Robert Capa 1947 Radio Interview
“Bob Capa Tells of Photographic Experiences Abroad” was broadcast October 20, 1947 on the 8:30 AM morning radio show “Hi! Jinx.” The interview was part of the press circuit surrounding the publication of Slightly Out of Focus, his autobiographical novel chronicling his adventures during World War II published by Henry Holt and Company that year.
“Hi! Jinx” was national program on NBC radio that started in 1946 by Jinx Falkenburg and Tex McCrary. The husband and wife team were pioneers of what became to be called the talk show format. They eventually had two radio programs, a five-day-a week television program and a syndicated column in the New York Herald Tribune. Falkenburg was a model and had been photographed by Capa in December 1940 following one of her performances in Al Jolson’s musical “Hold on to Your Hat.” McCrary was a journalist and as an Army Air Corps colonel had led the first journalists into the ruins of Hiroshima.
Previous attempts to locate this in national radio archives were unsuccessful. None had recordings of this specific show. The recording showed up in 2013 on eBay from a seller in Western Massachusetts, who had discovered the recording and others in the area from an estate sale several years before. The record is a 33 1/3 rpm microgroove recording made by Associated Recording Services, an archival recording service.

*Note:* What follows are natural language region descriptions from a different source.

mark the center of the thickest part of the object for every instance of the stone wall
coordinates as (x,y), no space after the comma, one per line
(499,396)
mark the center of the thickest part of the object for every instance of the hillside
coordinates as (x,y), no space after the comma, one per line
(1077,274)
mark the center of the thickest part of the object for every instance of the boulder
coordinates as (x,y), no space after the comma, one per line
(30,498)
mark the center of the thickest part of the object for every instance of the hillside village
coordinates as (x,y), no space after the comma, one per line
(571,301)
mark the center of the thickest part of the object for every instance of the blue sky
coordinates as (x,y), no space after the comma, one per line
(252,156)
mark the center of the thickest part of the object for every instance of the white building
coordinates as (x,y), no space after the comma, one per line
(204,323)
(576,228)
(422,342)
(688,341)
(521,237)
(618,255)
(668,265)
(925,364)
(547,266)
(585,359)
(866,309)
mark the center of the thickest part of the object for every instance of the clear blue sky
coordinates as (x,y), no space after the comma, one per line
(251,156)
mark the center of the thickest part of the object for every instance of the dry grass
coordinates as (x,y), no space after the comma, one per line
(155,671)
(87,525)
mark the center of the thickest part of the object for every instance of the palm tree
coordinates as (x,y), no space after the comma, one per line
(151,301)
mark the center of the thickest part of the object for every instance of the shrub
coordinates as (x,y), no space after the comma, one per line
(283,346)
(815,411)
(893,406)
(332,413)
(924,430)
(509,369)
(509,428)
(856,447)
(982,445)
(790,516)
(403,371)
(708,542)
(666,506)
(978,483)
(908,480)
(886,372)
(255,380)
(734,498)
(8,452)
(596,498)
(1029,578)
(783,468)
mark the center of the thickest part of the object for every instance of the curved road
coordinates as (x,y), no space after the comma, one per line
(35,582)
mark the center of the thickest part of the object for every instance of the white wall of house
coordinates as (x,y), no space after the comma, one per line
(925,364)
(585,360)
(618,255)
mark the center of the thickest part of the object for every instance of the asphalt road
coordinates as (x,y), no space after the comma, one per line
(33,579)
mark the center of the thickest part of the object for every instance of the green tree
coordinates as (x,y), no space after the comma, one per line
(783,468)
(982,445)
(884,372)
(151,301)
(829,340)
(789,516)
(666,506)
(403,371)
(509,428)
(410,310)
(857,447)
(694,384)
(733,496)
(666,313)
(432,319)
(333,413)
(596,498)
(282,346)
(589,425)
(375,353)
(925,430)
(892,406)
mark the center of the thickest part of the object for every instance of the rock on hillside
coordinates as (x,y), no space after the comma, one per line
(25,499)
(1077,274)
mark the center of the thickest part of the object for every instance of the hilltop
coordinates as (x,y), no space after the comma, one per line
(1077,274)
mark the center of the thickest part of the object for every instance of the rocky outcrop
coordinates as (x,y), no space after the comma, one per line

This is the only known recording of Robert Capa. While he gave a few public talks, this was the only radio interview and he was never interviewed on television. Only scant newsreel films show him in action, and none with his voice. He appeared in a few Hollywood productions, but was cast as a mute Arab.
His first language was Hungarian, but he learned, in order, German, French, Spanish, and English. English became his dominant written and spoken language by 1941. His manner of speaking, dubbed “Capaese” by friends, was described as an incomprehensible mish mash of languages, but the interview shows that Capa was not only clear, but highly articulate. His easy style underscores his innate proclivity for self-deprecation, humor, and storytelling.
The interview starts with stories from his recent trip to the USSR with John Steinbeck and then turns to other subjects: poker, the invention of his name, his so-called last image of the war taken of an American soldier killed in Leipzig in April 1945. But it is Capa who brings up his famous “Falling Soldier” image and describes how it was made. He says, “The prize picture is born in the imagination of the editors and the public who sees them.” It is the only public comment we have directly from him about this famous image.